United Kingdom (Scotland): On 1 April 2020, Scotland passed the Coronavirus (Scotland) Act. The Act permitted time extensions for responding to requests (primarily extending 20 days to 60 days) and, under certain circumstances, permitted additional public authorities to make decisions on time extensions. It also allowed the Information Commissioner to determine that an authority who failed to provide information had not failed to comply with its obligations if the failure was a result of the impact of coronavirus and was reasonable in all the circumstances. The Act also allowed electronic notice. Scotland’s Information Commissioner subsequently launched a “COVID-19 and FOI” information hub which includes information on making requests during the pandemic and gives guidance to public authorities on the new legal provisions. UPDATE: On 20 May, Scotland’s Parliament amended the original Coronavirus (Scotland) Act, removing the time extensions for responding to requests and most other RTI provisions. The only components retained were the provision permitting electronic notice and the provision allowing the Information Commissioner to take account of the impact of coronavirus in deciding whether an authority had failed to meet RTI obligations. However, this second provision was also amended to require that the Commissioner, in assessing whether the failure was reasonable, must have regard for the “public interest”. Furthermore, the amendment imposes an additional requirement that the Scottish Ministers regularly report to Parliament on RTI for as long as the RTI provisions of the Coronavirus (Scotland) Act remain in force. The report must include specified information such as backlogs, number of requests responded to and subject to internal review, number of appeals, etc.

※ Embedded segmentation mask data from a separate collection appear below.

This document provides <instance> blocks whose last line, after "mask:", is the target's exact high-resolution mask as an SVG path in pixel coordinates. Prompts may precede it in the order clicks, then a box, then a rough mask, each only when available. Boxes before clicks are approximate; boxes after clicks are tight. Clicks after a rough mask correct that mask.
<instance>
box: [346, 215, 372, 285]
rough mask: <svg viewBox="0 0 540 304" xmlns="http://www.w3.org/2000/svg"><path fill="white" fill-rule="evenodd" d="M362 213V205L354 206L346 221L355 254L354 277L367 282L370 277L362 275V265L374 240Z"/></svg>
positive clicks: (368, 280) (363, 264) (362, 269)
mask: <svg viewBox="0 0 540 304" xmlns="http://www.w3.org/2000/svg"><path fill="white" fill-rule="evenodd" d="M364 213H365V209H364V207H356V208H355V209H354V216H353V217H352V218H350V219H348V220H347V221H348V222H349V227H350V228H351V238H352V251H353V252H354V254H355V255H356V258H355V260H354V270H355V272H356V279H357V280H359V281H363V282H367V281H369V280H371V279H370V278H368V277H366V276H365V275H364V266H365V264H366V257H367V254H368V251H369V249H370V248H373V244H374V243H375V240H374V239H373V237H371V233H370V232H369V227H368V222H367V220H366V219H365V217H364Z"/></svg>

Council of Europe: The Council of Europe has a 7 April 2020 “toolkit” for member States on “Respecting democracy, rule of law and human rights in the framework of the COVID-19 sanitary crisis”. Section 3.3 includes a discussion of freedom of expression and access to information. It stresses that the “public’s access to official information must be managed on the basis of the existing principles set down in the Court’s caselaw” (meaning the European Court of Human Rights). It notes that restrictions on access to official information “must be exceptional and proportionate to the aim of protecting public health” and cites to the Tromsø Convention on the importance of transparency by public authorities.
International Experts on Freedom of Expression: The United Nations Special Rapporteur on the promotion and protection of the right to freedom of opinion and expression, the OSCE Representative on Freedom of the Media and the IACHR Special Rapporteur for Freedom of Expression released a joint statement on the importance of access to information during the COVID-19 pandemic on 19 March 2020. The statement notes that “broad restrictions on access to the internet cannot be justified on public order or national security grounds” and urges “all governments to robustly implement their freedom of information laws to ensure that all individuals, especially journalists, have access to information.”